Saturday, April 12, 2014

The Tinder Experiment


A recent article about Tinder.com on The Huffington Post had me re-evaluating the state of dating in the US. For those who haven’t heard, Tinder is a dating app. It features a photo or photos with a 500-character description, which is the equivalent of three plus tweets. The person viewing your picture places an X on it if she doesn’t like the profile or a heart if she does. Instant notification happens when someone you hearted has hearted you.

The article, written by dating coach David Wygant, explains he developed a profile to try the app out. He considered himself a decent looking man and appealing to the opposite sex. Wygant hearted several local women. Some older than him and others he deemed as attractive as him. There were those he believed would check him out in a public setting and even younger women who preferred older men. He got exactly zero hearts back. After heart-ing dozens of women, Wygant received no likes on his own photo. What was the deal?

He wasn’t looking at models or actresses, but ordinary women. However, each woman rebuffed him.  The earnest male has just entered the world of women.  No matter how smart or funny women are, the hip to waist ratio ends up as the measuring stick.

The ironic thing about this article was that women might be applying the same extreme standard of attractiveness  that they’ve complained about men using.  Here’s a handsome man who knows how to write a good description because he’s a dating coach, but he gets nada. It also gives him a feel for what his clients are experiencing too.

Then there’s the possibility that he was too good-looking or too smooth in his description. There are plenty of posers with attractive photos whose only goal is to separate a woman from her money. The woman in question could have dismissed him as not real.

Meeting someone you’ve never met and know nothing about takes courage or stupidity; it depends on whom you talk to. Women as a whole want to know more about the man than the tiny Tinder profile allows. The meeting is for the exchange of information, but it looks like very few people ever make it to the actual meet.

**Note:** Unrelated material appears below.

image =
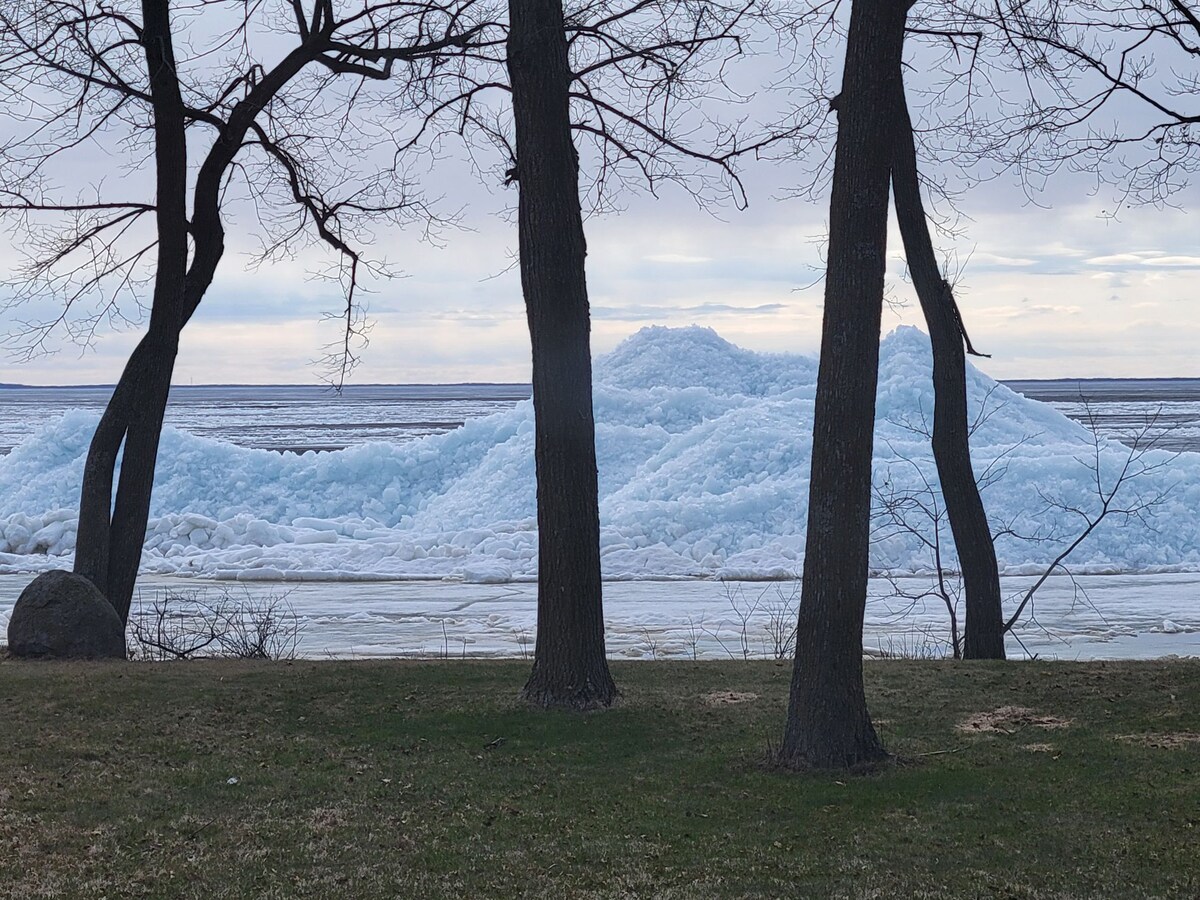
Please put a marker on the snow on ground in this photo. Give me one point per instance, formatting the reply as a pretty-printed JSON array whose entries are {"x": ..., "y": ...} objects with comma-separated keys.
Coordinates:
[{"x": 703, "y": 453}]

Then again, the dating coach isn’t exactly anonymous. Maybe a few women googled the picture and wondered if they’d be part of the next article or lesson. Inadvertently, they actually were.

Wygant could have checked the article on Global Grind  about why women swipe your photo to the left to figure out if he was guilty of any the dating app stumbles.

He finally ends the article with a comment about Tinder being something for people in their twenties. Maybe it is. Still, it cuts out much of the initial flirtation, the meeting of the eyes, the shy smiles, casual hellos that mean something more. This is all lost in a fast food approach to dating. A woman might pass on a man whose smile isn’t wide enough or his eyebrows need grooming. 

Your Tango gave three women’s POV in another blog. Two weren’t that interested since they had heard men used the app only for sex. The third woman discussed going on about a dozen dates that never developed into anything.


Going back to our dating coach, you have to wonder if the women he hearted just felt they were a booty call.